The quarrel ended as though a curtain had been brought down to separate the quarrellers.
“We’re making the conversion,” Dominici muttered hoarsely. He swung around to face the wall, and Bernard realized in some surprise, by observing the motions Dominici’s right elbow was describing, that the seemingly skeptical biophysicist was making the sign of the cross.
Bernard felt uncomfortable. Although not a religious man himself, he wished he could commend himself in some way to a watchful deity, and take comfort therein. As it was, he could do no more than trust to good fortune. He felt monumentally alone, with the dark night of the universe only inches from him beyond the walls of the ship. And soon not even the universe would be there.
Distressed, Bernard looked at his fellow voyagers. Havig was moving his lips in silent prayer, eyes open but lost in contemplation of the Eternity that now was so near. Dominici’s hoarse whisper rasped across the room, intoning Latin words Bernard knew only from his studies. Stone, evidently like Bernard a man without religious affiliation, had lost some of his cheery ruddiness of cheek, and sat staring leadenly at the wall opposite him, trying to look unconcerned.
They waited.
If the hours since their blastoff from Earth had seemed l
ong, the minutes immediately following the gong were eternities. No one spoke. Bernard sat back, tasting the coppery taste of fear in his mouth, and wondering what he was afraid of that turned his tongue so dry.
He had no clear idea of what effect to anticipate as they made the conversion.

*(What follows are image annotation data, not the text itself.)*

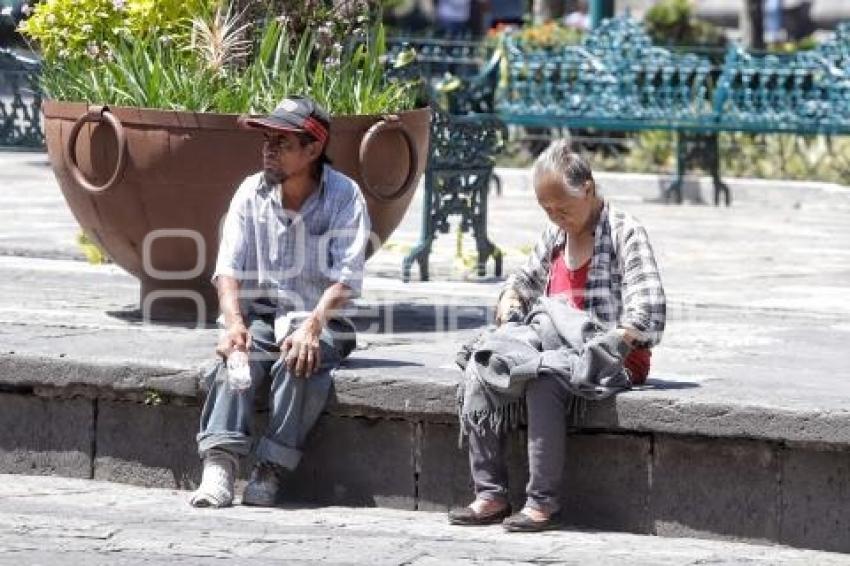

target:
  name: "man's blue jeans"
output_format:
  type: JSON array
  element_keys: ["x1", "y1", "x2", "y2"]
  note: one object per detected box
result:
[{"x1": 197, "y1": 317, "x2": 354, "y2": 470}]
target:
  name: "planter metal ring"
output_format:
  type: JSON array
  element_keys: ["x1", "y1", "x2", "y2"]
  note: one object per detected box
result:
[
  {"x1": 64, "y1": 106, "x2": 127, "y2": 193},
  {"x1": 358, "y1": 114, "x2": 419, "y2": 202}
]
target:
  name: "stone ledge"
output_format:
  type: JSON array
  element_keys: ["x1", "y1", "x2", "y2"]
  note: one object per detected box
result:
[{"x1": 0, "y1": 350, "x2": 850, "y2": 448}]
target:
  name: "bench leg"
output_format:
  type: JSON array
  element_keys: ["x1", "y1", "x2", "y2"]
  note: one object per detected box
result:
[
  {"x1": 401, "y1": 171, "x2": 437, "y2": 283},
  {"x1": 709, "y1": 138, "x2": 732, "y2": 206},
  {"x1": 401, "y1": 238, "x2": 434, "y2": 283},
  {"x1": 471, "y1": 172, "x2": 502, "y2": 277}
]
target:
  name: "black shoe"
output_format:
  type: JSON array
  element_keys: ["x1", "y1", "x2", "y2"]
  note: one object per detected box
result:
[
  {"x1": 502, "y1": 512, "x2": 561, "y2": 533},
  {"x1": 242, "y1": 462, "x2": 281, "y2": 507},
  {"x1": 449, "y1": 505, "x2": 511, "y2": 526}
]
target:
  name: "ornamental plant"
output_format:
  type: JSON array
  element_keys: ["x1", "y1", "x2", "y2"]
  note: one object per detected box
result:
[{"x1": 23, "y1": 0, "x2": 421, "y2": 114}]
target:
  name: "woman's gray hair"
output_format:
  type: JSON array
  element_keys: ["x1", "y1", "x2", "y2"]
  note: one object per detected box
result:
[{"x1": 532, "y1": 139, "x2": 596, "y2": 196}]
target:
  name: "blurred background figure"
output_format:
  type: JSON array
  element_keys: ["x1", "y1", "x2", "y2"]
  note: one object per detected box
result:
[
  {"x1": 437, "y1": 0, "x2": 472, "y2": 36},
  {"x1": 564, "y1": 0, "x2": 590, "y2": 30},
  {"x1": 488, "y1": 0, "x2": 525, "y2": 28},
  {"x1": 764, "y1": 0, "x2": 786, "y2": 44}
]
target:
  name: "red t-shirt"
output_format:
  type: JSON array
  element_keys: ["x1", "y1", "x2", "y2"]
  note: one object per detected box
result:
[{"x1": 546, "y1": 250, "x2": 652, "y2": 385}]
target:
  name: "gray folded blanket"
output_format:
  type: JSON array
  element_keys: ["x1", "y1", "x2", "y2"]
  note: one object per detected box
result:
[{"x1": 457, "y1": 297, "x2": 631, "y2": 442}]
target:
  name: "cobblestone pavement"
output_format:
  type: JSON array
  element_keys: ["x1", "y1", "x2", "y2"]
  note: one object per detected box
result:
[{"x1": 0, "y1": 475, "x2": 850, "y2": 566}]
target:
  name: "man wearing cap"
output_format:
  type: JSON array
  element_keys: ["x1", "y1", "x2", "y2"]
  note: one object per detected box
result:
[{"x1": 191, "y1": 97, "x2": 370, "y2": 507}]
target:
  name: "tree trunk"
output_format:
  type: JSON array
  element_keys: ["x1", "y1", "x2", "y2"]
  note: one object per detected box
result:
[{"x1": 738, "y1": 0, "x2": 764, "y2": 49}]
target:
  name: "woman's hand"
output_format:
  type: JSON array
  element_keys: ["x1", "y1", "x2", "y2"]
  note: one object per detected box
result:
[
  {"x1": 281, "y1": 317, "x2": 322, "y2": 377},
  {"x1": 496, "y1": 290, "x2": 522, "y2": 326}
]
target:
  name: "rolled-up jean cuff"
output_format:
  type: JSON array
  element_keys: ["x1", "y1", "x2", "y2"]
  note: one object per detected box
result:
[
  {"x1": 525, "y1": 497, "x2": 561, "y2": 515},
  {"x1": 475, "y1": 491, "x2": 508, "y2": 503},
  {"x1": 197, "y1": 432, "x2": 252, "y2": 458},
  {"x1": 256, "y1": 437, "x2": 301, "y2": 470}
]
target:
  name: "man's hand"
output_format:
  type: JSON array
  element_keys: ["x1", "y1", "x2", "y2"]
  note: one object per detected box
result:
[
  {"x1": 496, "y1": 290, "x2": 522, "y2": 326},
  {"x1": 215, "y1": 321, "x2": 251, "y2": 359},
  {"x1": 280, "y1": 317, "x2": 322, "y2": 377}
]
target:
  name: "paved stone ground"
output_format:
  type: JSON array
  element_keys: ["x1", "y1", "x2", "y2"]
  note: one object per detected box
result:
[
  {"x1": 0, "y1": 153, "x2": 850, "y2": 442},
  {"x1": 0, "y1": 475, "x2": 850, "y2": 566}
]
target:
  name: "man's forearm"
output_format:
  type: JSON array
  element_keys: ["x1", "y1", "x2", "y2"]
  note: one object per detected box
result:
[
  {"x1": 310, "y1": 283, "x2": 352, "y2": 330},
  {"x1": 216, "y1": 275, "x2": 245, "y2": 326}
]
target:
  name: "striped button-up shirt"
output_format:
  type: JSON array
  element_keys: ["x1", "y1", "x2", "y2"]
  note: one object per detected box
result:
[
  {"x1": 502, "y1": 202, "x2": 667, "y2": 348},
  {"x1": 213, "y1": 165, "x2": 370, "y2": 315}
]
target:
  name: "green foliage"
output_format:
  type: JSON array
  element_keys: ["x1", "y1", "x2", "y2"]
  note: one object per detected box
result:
[
  {"x1": 28, "y1": 0, "x2": 419, "y2": 114},
  {"x1": 77, "y1": 231, "x2": 111, "y2": 265},
  {"x1": 144, "y1": 389, "x2": 165, "y2": 407},
  {"x1": 644, "y1": 0, "x2": 726, "y2": 47},
  {"x1": 496, "y1": 21, "x2": 584, "y2": 49},
  {"x1": 767, "y1": 35, "x2": 818, "y2": 54},
  {"x1": 20, "y1": 0, "x2": 212, "y2": 60}
]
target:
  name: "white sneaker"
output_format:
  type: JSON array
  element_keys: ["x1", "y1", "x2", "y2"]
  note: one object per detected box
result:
[{"x1": 189, "y1": 448, "x2": 238, "y2": 507}]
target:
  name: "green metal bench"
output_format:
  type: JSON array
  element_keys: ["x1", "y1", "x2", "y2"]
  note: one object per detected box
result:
[
  {"x1": 490, "y1": 16, "x2": 850, "y2": 205},
  {"x1": 0, "y1": 49, "x2": 44, "y2": 149},
  {"x1": 390, "y1": 38, "x2": 507, "y2": 281}
]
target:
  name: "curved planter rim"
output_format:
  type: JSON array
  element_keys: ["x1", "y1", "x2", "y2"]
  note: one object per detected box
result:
[{"x1": 42, "y1": 99, "x2": 430, "y2": 130}]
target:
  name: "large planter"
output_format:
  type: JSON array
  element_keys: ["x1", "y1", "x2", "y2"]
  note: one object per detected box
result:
[{"x1": 44, "y1": 101, "x2": 430, "y2": 320}]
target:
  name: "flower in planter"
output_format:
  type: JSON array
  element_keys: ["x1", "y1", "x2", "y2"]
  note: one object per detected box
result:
[{"x1": 22, "y1": 0, "x2": 423, "y2": 114}]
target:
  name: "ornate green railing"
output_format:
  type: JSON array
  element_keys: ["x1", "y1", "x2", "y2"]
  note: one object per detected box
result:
[
  {"x1": 0, "y1": 49, "x2": 44, "y2": 149},
  {"x1": 486, "y1": 17, "x2": 850, "y2": 204}
]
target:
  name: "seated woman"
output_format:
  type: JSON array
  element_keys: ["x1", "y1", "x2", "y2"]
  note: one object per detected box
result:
[{"x1": 449, "y1": 140, "x2": 666, "y2": 531}]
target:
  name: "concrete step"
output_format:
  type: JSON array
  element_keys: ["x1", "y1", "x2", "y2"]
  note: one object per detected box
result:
[
  {"x1": 0, "y1": 475, "x2": 850, "y2": 566},
  {"x1": 0, "y1": 154, "x2": 850, "y2": 557},
  {"x1": 0, "y1": 258, "x2": 850, "y2": 551}
]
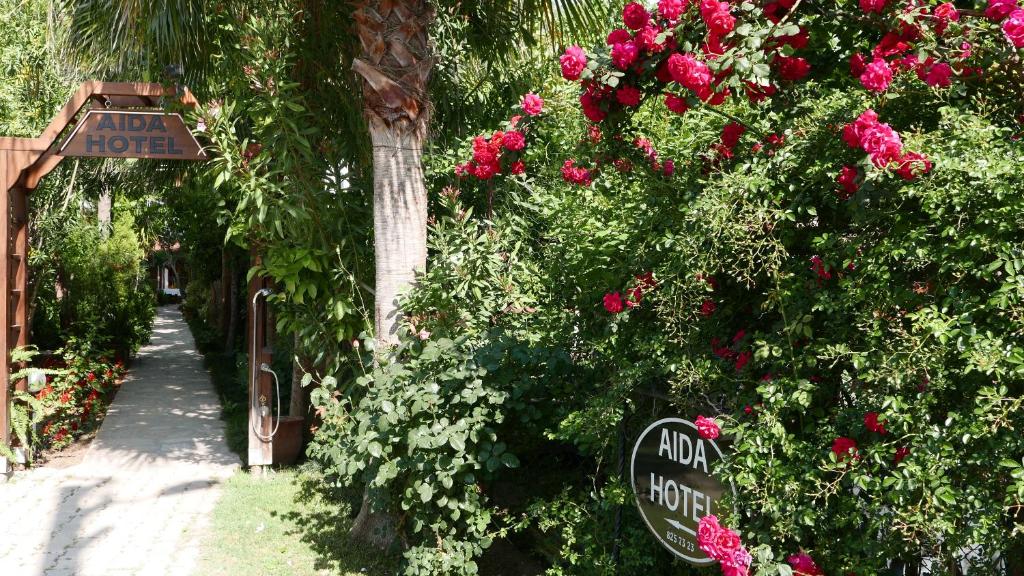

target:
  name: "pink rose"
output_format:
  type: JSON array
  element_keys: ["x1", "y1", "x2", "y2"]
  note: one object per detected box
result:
[
  {"x1": 860, "y1": 0, "x2": 888, "y2": 14},
  {"x1": 985, "y1": 0, "x2": 1018, "y2": 22},
  {"x1": 580, "y1": 92, "x2": 608, "y2": 122},
  {"x1": 833, "y1": 436, "x2": 857, "y2": 462},
  {"x1": 611, "y1": 42, "x2": 640, "y2": 70},
  {"x1": 860, "y1": 124, "x2": 903, "y2": 168},
  {"x1": 785, "y1": 552, "x2": 824, "y2": 576},
  {"x1": 693, "y1": 416, "x2": 722, "y2": 440},
  {"x1": 1002, "y1": 9, "x2": 1024, "y2": 48},
  {"x1": 897, "y1": 152, "x2": 932, "y2": 179},
  {"x1": 697, "y1": 515, "x2": 722, "y2": 545},
  {"x1": 558, "y1": 46, "x2": 587, "y2": 80},
  {"x1": 721, "y1": 122, "x2": 746, "y2": 148},
  {"x1": 665, "y1": 94, "x2": 690, "y2": 116},
  {"x1": 562, "y1": 160, "x2": 598, "y2": 184},
  {"x1": 623, "y1": 2, "x2": 650, "y2": 30},
  {"x1": 860, "y1": 58, "x2": 893, "y2": 92},
  {"x1": 850, "y1": 52, "x2": 867, "y2": 78},
  {"x1": 669, "y1": 53, "x2": 712, "y2": 94},
  {"x1": 925, "y1": 62, "x2": 954, "y2": 88},
  {"x1": 843, "y1": 109, "x2": 879, "y2": 148},
  {"x1": 775, "y1": 56, "x2": 811, "y2": 82},
  {"x1": 932, "y1": 2, "x2": 959, "y2": 36},
  {"x1": 502, "y1": 130, "x2": 526, "y2": 152},
  {"x1": 657, "y1": 0, "x2": 688, "y2": 20},
  {"x1": 615, "y1": 86, "x2": 640, "y2": 107},
  {"x1": 864, "y1": 412, "x2": 886, "y2": 435},
  {"x1": 604, "y1": 292, "x2": 625, "y2": 314},
  {"x1": 836, "y1": 166, "x2": 860, "y2": 200},
  {"x1": 636, "y1": 25, "x2": 665, "y2": 54},
  {"x1": 700, "y1": 0, "x2": 736, "y2": 37},
  {"x1": 522, "y1": 92, "x2": 544, "y2": 116},
  {"x1": 605, "y1": 28, "x2": 633, "y2": 46}
]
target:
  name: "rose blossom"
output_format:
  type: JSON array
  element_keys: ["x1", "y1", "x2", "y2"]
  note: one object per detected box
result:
[
  {"x1": 700, "y1": 0, "x2": 736, "y2": 37},
  {"x1": 925, "y1": 62, "x2": 954, "y2": 88},
  {"x1": 615, "y1": 86, "x2": 640, "y2": 107},
  {"x1": 860, "y1": 0, "x2": 888, "y2": 14},
  {"x1": 558, "y1": 46, "x2": 587, "y2": 80},
  {"x1": 860, "y1": 58, "x2": 893, "y2": 92},
  {"x1": 522, "y1": 92, "x2": 544, "y2": 116},
  {"x1": 864, "y1": 412, "x2": 887, "y2": 435},
  {"x1": 896, "y1": 152, "x2": 932, "y2": 180},
  {"x1": 657, "y1": 0, "x2": 687, "y2": 20},
  {"x1": 502, "y1": 130, "x2": 526, "y2": 152},
  {"x1": 611, "y1": 42, "x2": 639, "y2": 70},
  {"x1": 693, "y1": 416, "x2": 722, "y2": 440},
  {"x1": 580, "y1": 92, "x2": 608, "y2": 122},
  {"x1": 985, "y1": 0, "x2": 1018, "y2": 22},
  {"x1": 836, "y1": 166, "x2": 860, "y2": 200},
  {"x1": 843, "y1": 109, "x2": 879, "y2": 148},
  {"x1": 562, "y1": 160, "x2": 590, "y2": 186},
  {"x1": 775, "y1": 56, "x2": 811, "y2": 82},
  {"x1": 669, "y1": 53, "x2": 712, "y2": 93},
  {"x1": 833, "y1": 436, "x2": 857, "y2": 462},
  {"x1": 700, "y1": 298, "x2": 718, "y2": 317},
  {"x1": 860, "y1": 124, "x2": 903, "y2": 168},
  {"x1": 623, "y1": 2, "x2": 650, "y2": 30},
  {"x1": 1002, "y1": 9, "x2": 1024, "y2": 48},
  {"x1": 932, "y1": 2, "x2": 959, "y2": 36},
  {"x1": 604, "y1": 292, "x2": 625, "y2": 314},
  {"x1": 665, "y1": 94, "x2": 690, "y2": 116},
  {"x1": 721, "y1": 122, "x2": 746, "y2": 148},
  {"x1": 605, "y1": 28, "x2": 633, "y2": 46},
  {"x1": 785, "y1": 552, "x2": 824, "y2": 576}
]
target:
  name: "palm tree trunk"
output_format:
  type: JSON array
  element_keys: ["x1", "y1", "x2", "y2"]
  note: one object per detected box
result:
[
  {"x1": 351, "y1": 0, "x2": 434, "y2": 548},
  {"x1": 370, "y1": 126, "x2": 427, "y2": 340}
]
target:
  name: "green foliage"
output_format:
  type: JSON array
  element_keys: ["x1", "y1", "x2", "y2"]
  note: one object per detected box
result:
[{"x1": 30, "y1": 203, "x2": 156, "y2": 358}]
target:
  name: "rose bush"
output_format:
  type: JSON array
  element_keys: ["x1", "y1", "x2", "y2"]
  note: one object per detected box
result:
[{"x1": 318, "y1": 0, "x2": 1024, "y2": 575}]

Moments passed, and then he felt a dull vibration, heard a thrumming sound: the mighty Daviot-Leeson generators building up potential, most likely. Bernard knew about as much of the theory as any intelligent layman might. In a moment or two, he realized, a fist of energy would lash out in cosmic violence, sunder the continuum, and create a doorway through which the XV-ftl might glide.
Into where?
Into what kind of universe?
Bernard’s mind could form no picture of it. All he knew was that they would enter some adjoining universe where distances were irrational figures, where objects might simultaneously occupy the same space. A universe that had been mapped—how accurately, he wondered?—in five years of experimental work, and now was being navigated by bold men who plunged onward with but the foggiest concept of where they were or where they might be heading.
The thrumming grew louder.
“When does it happen?” Stone asked.
Bernard shrugged. In the silence, he heard himself saying, “I guess it must take a couple of minutes for the generators to build up the charge. And then we go kicking through…”
The change came.
The first hint was the flickering of the lights, only momentarily, as the great power surge drained the dynamos. The only other immediate effect was a psychological one: Bernard felt cut loose, severed from all he knew and trusted, cast into a darkness so mighty it was beyond comprehension by mortal man.
The feeling passed. Bernard took a deep breath. Nothing was different, after all. The sensation of loneliness, of separation, that had been nothing but the trick of an overeager imagination.